“A carne das mulheres sempre ocupou um lugar de destaque nos meus sonhos.” Assim começava um romance de Alain Robbe-Grillet, escritor e roteirista francês que faleceu há poucos dias.  Alguns saites na Web creditam a frase ao livro “La Maison de Rendez-Vous”.  Na minha memória, era a frase de abertura de “Projeto para uma Revolução em Nova York”, e como não tenho mais nenhum dos dois livros comigo, prefiro acreditar no Google.  Pouco importa.  ARG foi talvez o melhor representante de um estilo tipicamente francês que poderíamos chamar de “erotismo cerebral”.  Segundo alguns autores, Colin Wilson entre eles, o sexo é uma realidade mais mental do que física, assim como era a música para Bach.  O mundo físico é simplesmente o meio através do qual aquelas complexas harmonias mentais se manifestam. 

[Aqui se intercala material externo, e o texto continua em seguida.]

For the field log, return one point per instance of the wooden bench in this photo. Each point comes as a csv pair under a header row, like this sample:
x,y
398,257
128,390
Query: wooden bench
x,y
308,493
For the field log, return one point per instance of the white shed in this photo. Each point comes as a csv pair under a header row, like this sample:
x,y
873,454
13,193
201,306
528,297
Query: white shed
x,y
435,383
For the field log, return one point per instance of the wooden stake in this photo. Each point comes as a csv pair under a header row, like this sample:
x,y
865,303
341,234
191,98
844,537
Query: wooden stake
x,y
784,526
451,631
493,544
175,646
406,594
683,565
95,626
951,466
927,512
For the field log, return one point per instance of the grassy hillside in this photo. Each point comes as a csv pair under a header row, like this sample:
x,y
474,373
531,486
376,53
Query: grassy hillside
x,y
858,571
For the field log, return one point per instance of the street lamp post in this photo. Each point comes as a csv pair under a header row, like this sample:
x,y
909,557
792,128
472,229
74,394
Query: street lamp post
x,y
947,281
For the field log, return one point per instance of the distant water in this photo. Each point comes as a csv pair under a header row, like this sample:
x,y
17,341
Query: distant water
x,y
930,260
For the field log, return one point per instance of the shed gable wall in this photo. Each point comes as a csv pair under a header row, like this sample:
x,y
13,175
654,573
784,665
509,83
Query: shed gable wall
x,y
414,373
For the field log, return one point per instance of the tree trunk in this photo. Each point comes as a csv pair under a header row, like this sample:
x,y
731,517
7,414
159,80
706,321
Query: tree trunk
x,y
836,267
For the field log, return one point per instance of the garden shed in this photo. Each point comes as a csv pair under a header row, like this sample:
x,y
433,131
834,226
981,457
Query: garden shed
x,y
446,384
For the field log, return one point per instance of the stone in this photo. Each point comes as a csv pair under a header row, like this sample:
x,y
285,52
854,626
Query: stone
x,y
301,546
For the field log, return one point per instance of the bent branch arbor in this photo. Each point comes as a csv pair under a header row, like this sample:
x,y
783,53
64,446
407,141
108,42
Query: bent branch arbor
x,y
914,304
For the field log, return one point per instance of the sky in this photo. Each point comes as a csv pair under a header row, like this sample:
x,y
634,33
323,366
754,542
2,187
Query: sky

Nos anos 1970, Robbe-Grillet era um deus-pequenino das vanguardas literárias, graças, em grande parte, ao fato de ser ele o escritor de “O Ano Passado em Marienbad”, um dos melhores filmes do cinema francês e um dos filmes mais enigmáticos e belos de todos os tempos.  ARG teve vários romances publicados no Brasil. “Encontro em Hong-Kong” (“La Maison de Rendez-Vous”) tem nas suas páginas finais uma explosão da Realidade em um delta de possibilidades divergentes e simultâneas, narrando, no confronto entre os personagens, tudo que poderia ter acontecido entre eles – Fulano arromba a porta, toca a campainha, bate à porta, Sicrano vem abrir, Beltrano vem abrir, o porteiro vem abrir, eles brigam, eles fogem...  Todos os desfechos possíveis são entrelaçados num turbilhão narrativo de tirar o fôlego. 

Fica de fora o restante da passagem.